Plans are just plans

Yesterday was May 19th. It was also World IBD Day- a day when people try to show a little extra support for Crohn’s and Colitis. A day to reflect on how far research has come since last year, and how much farther we still have to go. But if World IBD Day was yesterday, why didn’t I write anything about the most important day for IBD awareness?!?Here’s the thing: I planned to blog yesterday. I plan to blog a lot more than I actually do. But plans are just plans and they don’t always work out. And that’s okay.

Yesterday I did a lot of fun things. I went shopping, I did my homework (okay maybe not so fun), and I went out for dinner. But I was also tired and my joints hurt most of the day. And when I went to write my World IBD Day blog post, I really wasn’t feeling it. So I chose not to write anything. 

Could I have written something?  Yes. Could I write a lot more than I do?  Yes. Can all of us do more than we already do? Probably. But that doesn’t mean we should.

It is great to plan your schedule and activities. It keeps things organized and clear. But when you live with a chronic illness, planning things often leads to defeat when you have to cancel them because of how you feel. I feel guilty when I cancel plans at the last minute because I’m tired or in pain. I feel bad when people ask me when I’m free and I can’t give them a definite answer. And I feel frustrated because I feel that my illness gets in the way of other people’s lives and not just my own.

But even though I didn’t write the blog post I intended to write yesterday, I realized something more important. I realized that in life, and especially life with chronic illness, plans fail a lot. But that doesn’t mean that we fail as people. I am not failing at blogging because I don’t post at a set time every week. I am not failing at being a friend because I’ve canceled plans last minute. We do not fail as people when we don’t accomplish or attend everything we had planned to. 

And I also realized that I don’t need World IBD Day to spread awareness. Although it is amazing that on May 19th the world tries a little harder to support people with Crohn’s and Colitis, it shouldn’t be the only time these illnesses are given any thought. Because for me, every day is IBD Day. Every day I wake up with IBD, and every day I try to do what I can to raise support for people like me. Getting all caught up in the May 19 excitement is fun, but it sends the message that there is only one day to spread awareness. And that’s not true! 

So, if you “celebrated” World IBD Day, that’s great! I’m thankful you took the time to spread awareness about Crohn’s and Colitis. If you didn’t or had absolutely no clue there was such a day, that’s okay! The entire month of May is IBD awareness month, so you’ve still got time. Just because you (and I) missed the day doesn’t mean we missed the chance to raise support, awareness, and funds for IBD. That chance is always there no matter what time, day, or month it is. 

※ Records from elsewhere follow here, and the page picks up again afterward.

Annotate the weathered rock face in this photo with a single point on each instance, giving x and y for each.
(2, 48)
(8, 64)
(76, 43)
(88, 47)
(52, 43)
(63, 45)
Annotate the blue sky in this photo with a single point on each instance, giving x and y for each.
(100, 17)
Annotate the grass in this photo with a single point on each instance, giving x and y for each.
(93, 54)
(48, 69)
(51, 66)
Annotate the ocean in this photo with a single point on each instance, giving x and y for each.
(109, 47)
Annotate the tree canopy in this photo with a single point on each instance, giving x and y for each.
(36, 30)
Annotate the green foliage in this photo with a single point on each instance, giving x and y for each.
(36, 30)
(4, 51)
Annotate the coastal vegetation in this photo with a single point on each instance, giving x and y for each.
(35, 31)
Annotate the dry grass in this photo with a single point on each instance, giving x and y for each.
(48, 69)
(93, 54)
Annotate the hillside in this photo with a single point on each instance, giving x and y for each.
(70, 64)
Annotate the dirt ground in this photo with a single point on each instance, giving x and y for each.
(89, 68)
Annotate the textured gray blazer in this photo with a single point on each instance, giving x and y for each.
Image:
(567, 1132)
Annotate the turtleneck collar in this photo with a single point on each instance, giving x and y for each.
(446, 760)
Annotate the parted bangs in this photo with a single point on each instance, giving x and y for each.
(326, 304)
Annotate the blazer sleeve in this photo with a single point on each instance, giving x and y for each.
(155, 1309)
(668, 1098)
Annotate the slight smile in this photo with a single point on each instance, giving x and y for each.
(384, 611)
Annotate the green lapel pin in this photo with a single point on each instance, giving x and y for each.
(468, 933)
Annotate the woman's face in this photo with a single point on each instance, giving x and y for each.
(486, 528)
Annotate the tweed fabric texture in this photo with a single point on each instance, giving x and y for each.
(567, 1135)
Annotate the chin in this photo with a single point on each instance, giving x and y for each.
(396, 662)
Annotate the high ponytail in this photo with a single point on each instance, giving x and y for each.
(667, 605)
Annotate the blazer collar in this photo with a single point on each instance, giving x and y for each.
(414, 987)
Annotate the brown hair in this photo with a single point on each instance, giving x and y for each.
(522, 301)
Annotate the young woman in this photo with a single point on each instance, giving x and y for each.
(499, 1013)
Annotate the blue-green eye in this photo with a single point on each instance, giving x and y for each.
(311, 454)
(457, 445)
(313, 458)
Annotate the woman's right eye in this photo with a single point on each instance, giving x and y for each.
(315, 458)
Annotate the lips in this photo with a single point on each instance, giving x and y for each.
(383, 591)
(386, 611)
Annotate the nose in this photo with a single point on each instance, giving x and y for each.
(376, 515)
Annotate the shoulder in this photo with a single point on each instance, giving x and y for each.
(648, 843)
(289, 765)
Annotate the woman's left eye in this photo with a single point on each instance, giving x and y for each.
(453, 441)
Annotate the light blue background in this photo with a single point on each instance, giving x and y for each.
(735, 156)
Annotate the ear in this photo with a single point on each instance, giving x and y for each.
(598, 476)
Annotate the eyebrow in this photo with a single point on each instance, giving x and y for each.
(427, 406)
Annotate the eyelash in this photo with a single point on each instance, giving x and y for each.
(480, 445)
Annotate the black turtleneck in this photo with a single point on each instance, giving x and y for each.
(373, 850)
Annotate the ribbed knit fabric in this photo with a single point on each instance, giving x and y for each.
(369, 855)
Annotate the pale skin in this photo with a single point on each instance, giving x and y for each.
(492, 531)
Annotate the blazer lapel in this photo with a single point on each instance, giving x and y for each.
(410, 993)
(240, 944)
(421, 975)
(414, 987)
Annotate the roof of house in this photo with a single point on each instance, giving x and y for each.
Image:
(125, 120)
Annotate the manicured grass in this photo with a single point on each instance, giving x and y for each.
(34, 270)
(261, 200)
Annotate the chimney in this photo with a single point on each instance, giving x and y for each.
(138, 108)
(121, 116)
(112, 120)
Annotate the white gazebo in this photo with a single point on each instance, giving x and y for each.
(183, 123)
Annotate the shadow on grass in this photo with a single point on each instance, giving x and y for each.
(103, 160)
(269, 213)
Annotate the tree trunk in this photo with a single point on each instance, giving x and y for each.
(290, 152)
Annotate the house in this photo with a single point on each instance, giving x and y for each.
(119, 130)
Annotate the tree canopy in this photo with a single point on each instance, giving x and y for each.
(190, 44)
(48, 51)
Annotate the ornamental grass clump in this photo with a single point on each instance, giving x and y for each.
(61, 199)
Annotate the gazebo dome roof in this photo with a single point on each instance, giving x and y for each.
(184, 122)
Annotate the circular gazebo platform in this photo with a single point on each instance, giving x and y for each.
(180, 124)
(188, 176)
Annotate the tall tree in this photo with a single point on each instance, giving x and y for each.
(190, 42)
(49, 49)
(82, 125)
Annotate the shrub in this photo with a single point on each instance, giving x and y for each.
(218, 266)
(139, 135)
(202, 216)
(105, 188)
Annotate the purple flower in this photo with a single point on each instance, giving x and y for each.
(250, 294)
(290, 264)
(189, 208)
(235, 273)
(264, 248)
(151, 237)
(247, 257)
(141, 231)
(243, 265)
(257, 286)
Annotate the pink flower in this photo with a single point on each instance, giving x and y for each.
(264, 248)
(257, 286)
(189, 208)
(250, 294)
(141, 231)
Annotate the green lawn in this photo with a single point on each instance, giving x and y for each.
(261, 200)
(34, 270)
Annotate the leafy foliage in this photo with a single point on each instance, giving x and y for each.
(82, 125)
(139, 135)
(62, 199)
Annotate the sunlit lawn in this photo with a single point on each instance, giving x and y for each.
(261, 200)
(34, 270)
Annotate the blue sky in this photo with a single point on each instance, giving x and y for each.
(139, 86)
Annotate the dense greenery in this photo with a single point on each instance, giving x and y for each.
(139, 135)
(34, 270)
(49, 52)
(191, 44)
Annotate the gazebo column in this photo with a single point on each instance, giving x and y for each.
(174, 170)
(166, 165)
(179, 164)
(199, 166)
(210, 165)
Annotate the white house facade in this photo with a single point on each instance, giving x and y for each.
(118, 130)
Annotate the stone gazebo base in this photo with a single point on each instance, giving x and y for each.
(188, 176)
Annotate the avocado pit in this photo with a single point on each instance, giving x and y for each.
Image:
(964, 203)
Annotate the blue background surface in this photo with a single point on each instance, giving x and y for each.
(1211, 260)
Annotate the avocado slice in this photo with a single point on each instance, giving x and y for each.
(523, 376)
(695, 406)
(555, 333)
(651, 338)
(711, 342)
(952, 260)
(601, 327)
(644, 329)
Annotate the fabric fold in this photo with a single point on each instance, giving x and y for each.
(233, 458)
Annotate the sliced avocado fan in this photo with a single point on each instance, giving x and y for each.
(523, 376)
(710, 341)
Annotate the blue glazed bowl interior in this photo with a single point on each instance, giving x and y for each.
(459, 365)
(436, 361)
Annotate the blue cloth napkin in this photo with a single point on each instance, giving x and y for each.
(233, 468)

Even though my plans fell through and I wasn’t able to post yesterday doesn’t mean that I’ve failed as an advocate. It doesn’t mean I missed my opportunity to spread awareness. Plans are just plans and they fall apart…a lot. Add chronic illness into the mix and sometimes they fail a lot more. But A failed plan does not make for a failed idea or a failed person. 

So yes, plans are helpful. But for the chronically ill, they can be a source of stress and negative emotions, and others need to be mindful of that. World IBD Day is also helpful. But it shouldn’t be the only day people support those with IBD. Awareness isn’t a one-time thing. One day a year is not enough recognition for the millions of people who live with IBD worldwide. We need support every day of the year because our battles are not just on May 19th. They are chronic. And although you can’t fight them for us, by raising awareness and funding research you can make it so we don’t have to fight them anymore. And that kinda goes for everyone, IBD or not. Everyone is fighting battles every day of the year. And you can’t fight those battles for that person, but by giving support, you can still help them win. 

One thought on “Plans are just plans

  1. Livin' the Crohn's life May 21, 2018 / 4:34 pm

    we all have days when we just can’t motivate or don’t feel well enough to participate…thank you for making it ok to accept that and acknowledge those feelings.